NOTE SOME DEFAULTS HAVE CHANGED in v0.6.*:

  • iqtree 2 is assumed by default, with an executable called iqtree (these come with new options to set your iqtree environment: -iv or --iqtree-version to specify the version (either 1 or 2), -ip or --iqtree-path to specify the path to the executable (assumes $PATH by default), and -ie or --iqtree-exec to define the executable (iqtree2 by default))
  • no sites with missing data are filtered by default (use -mp or -mc to change this now)
  • constant sites are by default those that have 100% of a single base (use -x or -c to change this)
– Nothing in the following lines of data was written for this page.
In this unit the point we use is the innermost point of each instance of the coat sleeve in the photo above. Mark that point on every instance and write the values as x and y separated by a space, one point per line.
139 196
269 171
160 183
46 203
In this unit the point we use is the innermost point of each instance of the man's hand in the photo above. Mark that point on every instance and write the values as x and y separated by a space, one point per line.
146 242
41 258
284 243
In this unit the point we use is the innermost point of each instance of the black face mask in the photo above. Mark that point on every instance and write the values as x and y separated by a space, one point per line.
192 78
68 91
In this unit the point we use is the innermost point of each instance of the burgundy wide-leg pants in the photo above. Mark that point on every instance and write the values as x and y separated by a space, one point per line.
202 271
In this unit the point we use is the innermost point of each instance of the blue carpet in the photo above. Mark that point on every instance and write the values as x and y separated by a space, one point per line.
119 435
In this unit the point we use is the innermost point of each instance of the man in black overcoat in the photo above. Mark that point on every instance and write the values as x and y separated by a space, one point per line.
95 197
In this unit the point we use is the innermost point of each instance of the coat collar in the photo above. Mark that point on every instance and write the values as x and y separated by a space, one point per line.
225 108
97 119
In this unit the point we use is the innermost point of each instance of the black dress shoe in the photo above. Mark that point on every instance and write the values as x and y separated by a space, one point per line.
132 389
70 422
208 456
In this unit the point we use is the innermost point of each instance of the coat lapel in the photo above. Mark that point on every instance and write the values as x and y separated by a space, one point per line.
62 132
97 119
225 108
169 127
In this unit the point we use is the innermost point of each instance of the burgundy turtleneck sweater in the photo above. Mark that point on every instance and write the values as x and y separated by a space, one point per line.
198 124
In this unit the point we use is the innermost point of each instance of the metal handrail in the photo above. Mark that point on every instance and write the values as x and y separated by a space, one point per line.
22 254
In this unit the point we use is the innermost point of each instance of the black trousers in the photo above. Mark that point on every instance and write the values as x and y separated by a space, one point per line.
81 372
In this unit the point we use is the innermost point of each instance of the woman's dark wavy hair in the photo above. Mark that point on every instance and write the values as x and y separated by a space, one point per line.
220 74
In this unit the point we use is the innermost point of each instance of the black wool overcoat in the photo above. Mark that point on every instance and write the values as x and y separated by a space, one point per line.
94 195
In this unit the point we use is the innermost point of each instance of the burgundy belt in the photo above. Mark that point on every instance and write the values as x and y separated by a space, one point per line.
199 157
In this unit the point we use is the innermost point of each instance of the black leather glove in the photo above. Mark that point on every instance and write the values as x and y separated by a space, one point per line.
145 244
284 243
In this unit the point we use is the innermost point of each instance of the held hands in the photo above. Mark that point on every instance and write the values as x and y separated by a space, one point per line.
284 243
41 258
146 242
In the current version (0.6.*) it:

  1. Reads an alignment in multiFASTA format
  2. Calculates stats for each sequence in the alignment
  3. Trims 5/3 prime UTR regions --- defaults set to SARS-COV-2 (Genbank accession: NC_045512.2)
  4. Calculates stats per column in the alignment
  5. Allows the user to set a threshold of tolerable missing data in a column, and removes all non-conforming columns from the alignment. This can be defined in two ways:
    • using the -mp flag which defines a proportion of missing sites (e.g., 0.01 means at most 1% missing data)
    • using the -mc flag which defines the count of missing sites (e.g., 2 means at most 2 missing sites)
    • one can still use -mm option, but that has been deprecated in favour of the -mc option. -mm will be removed in version v0.8.0.
  6. From the remaining columns, arbow finds all the constant columns according to two user defined criteria: allow missing data (i.e., a column with missing data can still count to towards constant sites if it meets other criteria), and a defined threshold of variation. This process one to smooth over any potential sequencing errors. This threshold can be defined in two ways:
    • the frequency of the major allow is equal to or larger than a threshold (i.e., if the threshold is set to 0.99 and there are 100 samples, 99 of which are A and one is G, that column would be counted as a constant A) --- use the -x option.
    • if the total count of minor alleles is equal to or smaller than a threshold (i.e., if the threshold is 2 and there are 100 samples, 98 of which are A, 1 is C and 1 is T, that column would be considered as a constant A) --- use the -c option.
  7. It then filters out all the variable columns, and outputs the variable alignment as a multiFASTA alignment.
  8. It runs IQTree with a few sensible presets --- it is now possible to run both IQTree1 and IQTree2.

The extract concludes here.